Planning, Operational Strategy¶

¶

MLOps Stack Canvas¶

Block (Canvas)	Tool / Service	Options & Trade-offs (Why chosen)
1. Value Proposition & Ownership	Confluence/Jira	Keeps model ownership explicit (product, safety, infra). Decisions captured as ADRs; reduces ambiguity in a safety-critical domain.
2. Data Sources & Versioning	S3 (lake), S3 Glacier/Intelligent-Tiering, Lake Formation, IAM/KMS	Durable, cheap, fine-grained access control and encryption. Tiering controls cost at PB scale.
	Data ingress: Snowball, DataSync, Direct Connect	Hybrid ingest (bulk vs. network). Snowball for big offline drops; DataSync for ongoing transfers.
	ROS/rosbag tooling	Native handling of multi-sensor logs (camera, radar, lidar, CAN).
	DVC + Git LFS	Dataset, manifest, and label versioning tied to code; reproducible experiments; artifact lineage.
	Data governance: Glue Data Catalog	Central schema/partition catalog for discovery and query; feeds Athena/EMR.
3. Data Analysis & Experiment Mgmt	Python, PyTorch, CUDA/TensorRT	Dominant stack for CV in the project window; strong ecosystem and production path.
	Jupyter/VS Code + remote kernels	Fast iteration; runs close to data/GPUs.
	W&B (Experiments + Artifacts)	Single pane for metrics, configs, datasets, and models; artifact lineage; team reports.
4. Feature Store & Workflows (optional)	Feast (opt-in)	Use only if multiple models reuse temporal/tabular features (e.g., telemetry, map joins). Offline: S3/Parquet + Glue/Athena; Online: DynamoDB/Redis.
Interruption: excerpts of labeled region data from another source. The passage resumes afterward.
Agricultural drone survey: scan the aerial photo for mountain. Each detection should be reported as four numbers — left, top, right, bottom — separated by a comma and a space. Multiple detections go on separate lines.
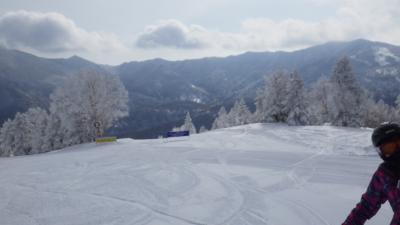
0, 39, 400, 138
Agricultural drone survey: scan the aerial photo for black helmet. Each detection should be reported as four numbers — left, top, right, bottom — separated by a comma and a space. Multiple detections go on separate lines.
371, 123, 400, 147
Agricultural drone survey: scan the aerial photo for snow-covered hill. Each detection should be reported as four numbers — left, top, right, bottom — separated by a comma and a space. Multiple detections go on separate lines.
0, 124, 392, 225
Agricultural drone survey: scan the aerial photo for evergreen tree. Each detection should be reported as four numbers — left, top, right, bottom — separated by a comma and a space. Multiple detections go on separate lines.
199, 126, 208, 133
363, 98, 394, 128
228, 99, 251, 127
329, 57, 364, 127
287, 71, 310, 125
211, 106, 228, 130
179, 112, 197, 134
50, 70, 128, 147
256, 72, 289, 122
308, 77, 332, 125
0, 119, 17, 156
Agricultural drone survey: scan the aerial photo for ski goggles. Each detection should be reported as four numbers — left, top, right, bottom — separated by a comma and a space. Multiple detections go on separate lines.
375, 139, 400, 157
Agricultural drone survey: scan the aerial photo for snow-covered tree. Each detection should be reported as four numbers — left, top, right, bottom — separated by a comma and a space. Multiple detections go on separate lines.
256, 72, 289, 122
0, 108, 49, 156
199, 126, 208, 133
287, 71, 310, 125
363, 98, 395, 127
307, 77, 332, 125
211, 106, 229, 130
25, 108, 51, 154
50, 70, 128, 146
173, 112, 197, 134
329, 57, 365, 127
0, 119, 17, 156
228, 99, 252, 126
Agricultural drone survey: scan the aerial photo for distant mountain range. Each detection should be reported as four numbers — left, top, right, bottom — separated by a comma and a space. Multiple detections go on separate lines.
0, 39, 400, 138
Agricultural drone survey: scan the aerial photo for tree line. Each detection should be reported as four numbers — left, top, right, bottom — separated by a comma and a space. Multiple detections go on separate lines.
212, 57, 400, 129
0, 70, 129, 156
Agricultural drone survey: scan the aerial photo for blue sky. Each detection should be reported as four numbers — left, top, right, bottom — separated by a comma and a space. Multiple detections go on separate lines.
0, 0, 400, 65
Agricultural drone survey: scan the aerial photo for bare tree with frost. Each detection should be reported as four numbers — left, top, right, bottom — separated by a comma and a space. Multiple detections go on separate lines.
50, 70, 129, 146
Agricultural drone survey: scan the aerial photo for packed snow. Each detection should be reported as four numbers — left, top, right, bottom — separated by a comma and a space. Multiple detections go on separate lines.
0, 124, 392, 225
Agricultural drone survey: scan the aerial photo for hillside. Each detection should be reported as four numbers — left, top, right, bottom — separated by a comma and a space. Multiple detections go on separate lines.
0, 39, 400, 138
0, 124, 392, 225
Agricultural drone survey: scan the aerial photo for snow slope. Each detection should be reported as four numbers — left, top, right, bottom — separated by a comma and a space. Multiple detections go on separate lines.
0, 124, 392, 225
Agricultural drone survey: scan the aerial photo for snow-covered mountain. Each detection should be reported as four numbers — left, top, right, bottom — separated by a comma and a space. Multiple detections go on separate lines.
0, 124, 392, 225
0, 40, 400, 138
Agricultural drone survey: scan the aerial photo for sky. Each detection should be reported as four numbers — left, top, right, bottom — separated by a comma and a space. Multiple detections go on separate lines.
0, 0, 400, 65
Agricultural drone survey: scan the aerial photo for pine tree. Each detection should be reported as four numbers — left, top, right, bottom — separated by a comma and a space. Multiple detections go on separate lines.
179, 112, 197, 134
363, 98, 394, 128
228, 99, 251, 127
330, 57, 364, 127
50, 71, 128, 147
287, 71, 310, 125
0, 119, 16, 156
256, 72, 289, 122
211, 106, 228, 130
199, 125, 208, 133
307, 77, 332, 125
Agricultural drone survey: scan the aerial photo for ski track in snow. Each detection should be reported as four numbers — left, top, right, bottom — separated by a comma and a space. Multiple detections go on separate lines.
0, 124, 390, 225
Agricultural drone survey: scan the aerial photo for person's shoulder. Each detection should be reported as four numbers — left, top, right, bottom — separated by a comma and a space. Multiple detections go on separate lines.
375, 162, 399, 180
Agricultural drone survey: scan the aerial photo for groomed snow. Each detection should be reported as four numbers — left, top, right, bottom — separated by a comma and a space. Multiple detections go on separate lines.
0, 124, 392, 225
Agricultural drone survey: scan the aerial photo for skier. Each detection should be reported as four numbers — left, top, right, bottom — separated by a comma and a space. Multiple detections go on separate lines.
342, 123, 400, 225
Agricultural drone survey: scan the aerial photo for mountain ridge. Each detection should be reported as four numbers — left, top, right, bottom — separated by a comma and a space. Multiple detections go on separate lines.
0, 39, 400, 138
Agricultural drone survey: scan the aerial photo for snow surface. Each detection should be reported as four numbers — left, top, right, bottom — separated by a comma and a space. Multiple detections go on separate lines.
0, 124, 392, 225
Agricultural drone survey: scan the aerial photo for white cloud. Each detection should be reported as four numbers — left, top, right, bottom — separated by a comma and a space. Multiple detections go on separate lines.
137, 0, 400, 53
136, 20, 206, 49
0, 11, 124, 54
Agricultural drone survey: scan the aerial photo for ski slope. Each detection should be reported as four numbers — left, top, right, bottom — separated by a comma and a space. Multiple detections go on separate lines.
0, 124, 392, 225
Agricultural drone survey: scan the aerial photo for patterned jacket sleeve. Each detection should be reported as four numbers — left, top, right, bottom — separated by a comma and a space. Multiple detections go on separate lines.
342, 167, 387, 225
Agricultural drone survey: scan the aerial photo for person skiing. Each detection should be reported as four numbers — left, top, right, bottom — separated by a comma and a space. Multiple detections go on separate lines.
342, 123, 400, 225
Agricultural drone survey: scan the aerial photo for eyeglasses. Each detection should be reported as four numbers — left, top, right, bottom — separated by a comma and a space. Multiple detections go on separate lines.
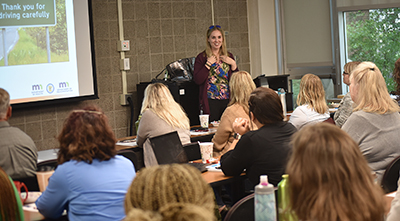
208, 25, 221, 29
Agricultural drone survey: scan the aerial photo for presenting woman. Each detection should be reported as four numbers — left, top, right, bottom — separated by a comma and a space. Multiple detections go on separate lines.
221, 87, 297, 186
193, 25, 238, 121
36, 106, 136, 221
342, 62, 400, 181
137, 83, 190, 167
212, 71, 257, 157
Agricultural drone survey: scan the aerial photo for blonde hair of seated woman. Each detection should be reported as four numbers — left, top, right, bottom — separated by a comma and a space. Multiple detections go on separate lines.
125, 164, 215, 221
212, 71, 257, 157
296, 74, 329, 114
286, 123, 386, 221
140, 83, 190, 130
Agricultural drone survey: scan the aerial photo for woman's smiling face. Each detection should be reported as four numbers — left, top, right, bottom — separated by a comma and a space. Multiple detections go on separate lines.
208, 30, 223, 50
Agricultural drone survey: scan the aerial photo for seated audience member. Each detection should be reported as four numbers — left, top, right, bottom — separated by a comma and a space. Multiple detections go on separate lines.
0, 88, 37, 179
125, 164, 215, 221
286, 123, 385, 221
137, 83, 190, 166
333, 61, 361, 127
36, 106, 135, 220
289, 74, 330, 129
221, 87, 296, 186
390, 58, 400, 106
342, 62, 400, 181
386, 179, 400, 221
0, 167, 24, 221
212, 71, 257, 157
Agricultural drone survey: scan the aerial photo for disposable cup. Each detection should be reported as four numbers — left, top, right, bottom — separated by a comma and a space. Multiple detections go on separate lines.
36, 170, 54, 192
199, 114, 209, 128
200, 142, 214, 163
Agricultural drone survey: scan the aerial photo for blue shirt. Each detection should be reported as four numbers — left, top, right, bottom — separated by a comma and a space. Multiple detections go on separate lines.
36, 155, 136, 221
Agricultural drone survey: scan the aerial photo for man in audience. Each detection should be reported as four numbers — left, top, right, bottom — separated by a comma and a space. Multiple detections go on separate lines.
0, 88, 37, 179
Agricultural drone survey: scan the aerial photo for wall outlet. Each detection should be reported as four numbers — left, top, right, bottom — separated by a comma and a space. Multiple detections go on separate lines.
119, 58, 131, 71
117, 40, 131, 51
119, 93, 133, 106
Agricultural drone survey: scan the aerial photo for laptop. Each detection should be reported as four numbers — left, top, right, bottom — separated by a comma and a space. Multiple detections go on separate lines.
150, 131, 207, 173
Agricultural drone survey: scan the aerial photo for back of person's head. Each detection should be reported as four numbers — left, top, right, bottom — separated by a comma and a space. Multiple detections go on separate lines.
296, 74, 328, 114
206, 25, 228, 57
393, 58, 400, 95
125, 164, 215, 221
350, 61, 400, 114
0, 167, 22, 221
0, 88, 10, 119
57, 106, 117, 164
343, 61, 361, 76
140, 83, 190, 129
249, 87, 284, 124
228, 71, 256, 112
286, 123, 384, 221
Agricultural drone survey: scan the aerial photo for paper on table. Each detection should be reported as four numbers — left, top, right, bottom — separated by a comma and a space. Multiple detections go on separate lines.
116, 139, 137, 147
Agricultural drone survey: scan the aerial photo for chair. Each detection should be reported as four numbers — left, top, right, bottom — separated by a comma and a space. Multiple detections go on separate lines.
224, 193, 254, 221
183, 142, 201, 161
381, 156, 400, 193
117, 150, 144, 172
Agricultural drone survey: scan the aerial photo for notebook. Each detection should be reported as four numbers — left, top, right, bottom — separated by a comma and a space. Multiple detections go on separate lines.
150, 131, 207, 172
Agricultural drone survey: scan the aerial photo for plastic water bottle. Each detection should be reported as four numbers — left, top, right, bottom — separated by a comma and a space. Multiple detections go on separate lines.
278, 174, 298, 221
254, 175, 276, 221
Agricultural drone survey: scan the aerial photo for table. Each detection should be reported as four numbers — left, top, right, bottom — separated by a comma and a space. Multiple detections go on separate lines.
24, 168, 245, 221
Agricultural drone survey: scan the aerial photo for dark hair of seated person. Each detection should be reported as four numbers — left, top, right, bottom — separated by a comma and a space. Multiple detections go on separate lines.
57, 106, 117, 164
0, 167, 22, 221
249, 87, 284, 124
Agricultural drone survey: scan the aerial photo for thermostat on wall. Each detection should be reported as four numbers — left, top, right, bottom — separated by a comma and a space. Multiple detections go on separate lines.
118, 40, 130, 51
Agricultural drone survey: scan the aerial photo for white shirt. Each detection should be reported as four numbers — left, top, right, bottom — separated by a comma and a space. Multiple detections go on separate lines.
289, 105, 330, 130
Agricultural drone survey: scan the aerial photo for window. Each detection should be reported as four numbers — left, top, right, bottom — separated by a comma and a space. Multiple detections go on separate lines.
343, 8, 400, 92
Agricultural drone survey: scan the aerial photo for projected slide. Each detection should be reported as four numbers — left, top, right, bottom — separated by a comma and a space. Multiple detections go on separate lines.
0, 0, 93, 104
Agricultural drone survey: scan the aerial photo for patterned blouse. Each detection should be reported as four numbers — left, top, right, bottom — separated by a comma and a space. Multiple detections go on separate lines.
207, 61, 230, 100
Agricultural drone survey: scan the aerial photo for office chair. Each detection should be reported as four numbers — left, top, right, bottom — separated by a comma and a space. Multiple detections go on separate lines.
117, 150, 144, 172
224, 193, 254, 221
381, 156, 400, 193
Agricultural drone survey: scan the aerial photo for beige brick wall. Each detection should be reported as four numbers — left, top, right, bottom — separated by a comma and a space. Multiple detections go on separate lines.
9, 0, 250, 150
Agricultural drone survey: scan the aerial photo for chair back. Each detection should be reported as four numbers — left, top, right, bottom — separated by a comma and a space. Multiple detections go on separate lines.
381, 156, 400, 193
117, 150, 143, 172
183, 142, 201, 161
224, 193, 254, 221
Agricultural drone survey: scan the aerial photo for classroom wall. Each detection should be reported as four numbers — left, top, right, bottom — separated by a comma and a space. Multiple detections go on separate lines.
9, 0, 252, 150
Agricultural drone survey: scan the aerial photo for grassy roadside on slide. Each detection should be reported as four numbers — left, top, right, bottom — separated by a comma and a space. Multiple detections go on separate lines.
0, 28, 69, 66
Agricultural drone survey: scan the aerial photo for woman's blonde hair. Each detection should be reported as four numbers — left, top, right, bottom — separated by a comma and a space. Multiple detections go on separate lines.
350, 61, 400, 114
125, 164, 215, 221
343, 61, 361, 76
228, 71, 256, 113
296, 74, 328, 114
140, 83, 190, 129
287, 123, 385, 221
206, 25, 228, 57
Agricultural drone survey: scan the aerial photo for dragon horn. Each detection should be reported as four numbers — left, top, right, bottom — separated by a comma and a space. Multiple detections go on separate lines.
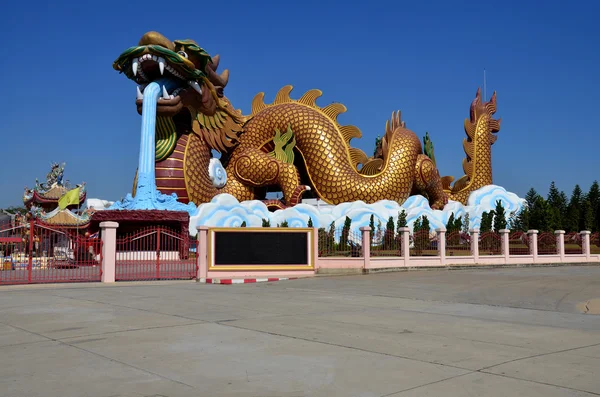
206, 68, 225, 87
219, 69, 229, 87
209, 54, 221, 72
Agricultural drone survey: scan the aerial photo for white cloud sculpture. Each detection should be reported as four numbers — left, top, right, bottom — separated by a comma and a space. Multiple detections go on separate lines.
190, 185, 525, 235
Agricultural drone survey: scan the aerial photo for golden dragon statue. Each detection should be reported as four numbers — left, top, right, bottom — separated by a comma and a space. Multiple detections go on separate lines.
113, 32, 500, 209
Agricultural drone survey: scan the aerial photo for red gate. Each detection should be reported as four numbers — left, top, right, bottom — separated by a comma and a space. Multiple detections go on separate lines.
0, 221, 102, 285
115, 226, 198, 281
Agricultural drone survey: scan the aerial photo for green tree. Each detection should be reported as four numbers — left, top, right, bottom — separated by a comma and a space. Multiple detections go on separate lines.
566, 185, 582, 232
462, 212, 471, 234
327, 221, 335, 249
494, 200, 506, 233
529, 196, 553, 232
383, 216, 396, 250
579, 200, 594, 231
446, 212, 454, 234
413, 217, 422, 234
525, 188, 539, 209
340, 216, 352, 248
369, 214, 375, 245
547, 181, 564, 230
421, 215, 431, 233
587, 181, 600, 232
396, 210, 407, 230
479, 210, 494, 234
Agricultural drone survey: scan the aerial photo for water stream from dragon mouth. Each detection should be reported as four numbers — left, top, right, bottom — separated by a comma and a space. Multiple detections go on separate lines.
109, 79, 197, 215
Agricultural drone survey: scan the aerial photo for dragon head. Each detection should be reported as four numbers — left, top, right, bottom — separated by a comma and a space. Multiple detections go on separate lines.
113, 32, 229, 116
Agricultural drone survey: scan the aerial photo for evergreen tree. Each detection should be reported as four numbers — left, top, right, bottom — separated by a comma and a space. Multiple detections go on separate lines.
375, 219, 383, 242
529, 196, 553, 232
547, 181, 563, 230
396, 210, 406, 230
587, 181, 600, 232
494, 200, 506, 233
340, 216, 352, 247
327, 221, 335, 250
579, 200, 594, 231
446, 212, 454, 234
383, 216, 395, 249
452, 215, 462, 232
525, 188, 539, 210
369, 214, 375, 245
567, 185, 582, 232
508, 206, 529, 232
421, 215, 431, 233
413, 217, 422, 234
462, 212, 471, 234
479, 211, 494, 234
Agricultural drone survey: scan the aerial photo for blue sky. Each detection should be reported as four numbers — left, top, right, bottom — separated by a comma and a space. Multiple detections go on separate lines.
0, 0, 600, 207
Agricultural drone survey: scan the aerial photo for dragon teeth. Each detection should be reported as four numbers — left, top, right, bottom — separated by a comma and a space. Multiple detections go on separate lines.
158, 57, 165, 76
188, 80, 202, 95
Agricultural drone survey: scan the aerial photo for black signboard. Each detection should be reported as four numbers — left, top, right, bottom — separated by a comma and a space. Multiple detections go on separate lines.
213, 230, 310, 266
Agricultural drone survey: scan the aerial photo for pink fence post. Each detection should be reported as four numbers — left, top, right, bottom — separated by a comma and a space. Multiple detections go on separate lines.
470, 229, 479, 263
100, 222, 119, 283
527, 229, 539, 263
500, 229, 510, 263
400, 227, 410, 267
313, 227, 320, 268
360, 226, 371, 269
554, 230, 565, 262
579, 230, 591, 261
196, 226, 208, 282
435, 227, 446, 266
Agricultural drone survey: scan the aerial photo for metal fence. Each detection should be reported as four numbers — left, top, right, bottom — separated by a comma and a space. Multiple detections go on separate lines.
479, 232, 502, 255
538, 232, 556, 255
115, 226, 198, 281
410, 230, 439, 256
318, 227, 363, 258
508, 232, 530, 255
446, 231, 471, 256
0, 221, 102, 284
Avoids premature complexity for primarily deep CV models.
5. Foundations (DevOps & Code Mgmt)	GitHub + trunk-based flow	Simple, fast releases; short-lived branches.
	CI/CD: GitHub Actions	Build/test Docker, run unit/integration tests, push images to ECR, deploy via IaC—fully as code.
	IaC: Terraform	Reproducible AWS infra (EKS/ECS, VPC, S3, IAM, ECR, RDS/OpenSearch, etc.).
	Quality: pytest, hypothesis, mypy, black, isort, pre-commit	Enforces correctness and style; catches regressions early.
	Secrets: AWS Secrets Manager / Parameter Store	Centralized, rotated secrets with IAM.
6. CI/Training/Deployment Orchestration	Airflow (DAGs)	Orchestrates E2E loops: ingest → curate → label → train → evaluate → register → deploy; robust retries, backfills, SLAs.
	Training backends: EKS + GPU nodes / SageMaker Training / AWS Batch	Flexibility: EKS for custom containers & Triton eval; SageMaker for managed distributed training; Batch for large offline inference/ETL. Choose per workload.
	Data/Model tests: Great Expectations, pytest-style model tests	Data contracts + schema checks; model acceptance gates (latency/size/metrics).
7. Model Registry & Versioning	W&B Model Registry + Artifacts	Semantic versions, stage transitions (Staging/Prod), lineage to code, data, metrics; approvals built into PRs.
	ECR (containers), S3 (model bundles)	Immutable containers; decouples model package from runner; S3 for heavyweight bundles.
8. Deployment & Serving	NVIDIA Triton Inference Server on EKS	High-throughput batch/offline eval and online GPU serving; model ensembles; dynamic batching for CV.
	TorchServe (alt) / FastAPI microservices	Simple CPU/GPU services for lighter models or tools; FastAPI for control/metadata APIs.
	Traffic mgmt: ALB + EKS, Argo Rollouts (canary/shadow)	Safe releases; canary by slice (scene type, geography), shadow for offline eval.
9. Monitoring (ML/Data/System)	W&B dashboards & alerts	Live experiment/inference metrics, slices, drift views; team reports.
	Evidently (drift), custom monitors	Feature/output drift, PSI/KS tests; triggers for retraining tickets/DAGs.
	CloudWatch + Prometheus/Grafana, OpenTelemetry	Infra/app telemetry, golden signals (latency p50/p95/p99, QPS, error rates), trace sampling.
	Alerting: SNS/PagerDuty	On-call routing with severity and runbooks.
10. Metadata Store	W&B (run/param/artifact lineage)	Central ML metadata without extra infra; links code↔data↔model.
	Glue Data Catalog + DynamoDB (scene index) + OpenSearch (text/vector search)	Hybrid metadata for scenario mining: structured queries, free-text, and similarity search for “find more like this” clips.
12. Overarching: Build vs Buy	AWS-first + best-of-breed OSS (Airflow, Feast, DVC) + W&B	Managed where it matters (security, scale), OSS where flexible; minimizes platform tax while keeping velocity. Skills focus: PyTorch, K8s, Terraform, Airflow, W&B.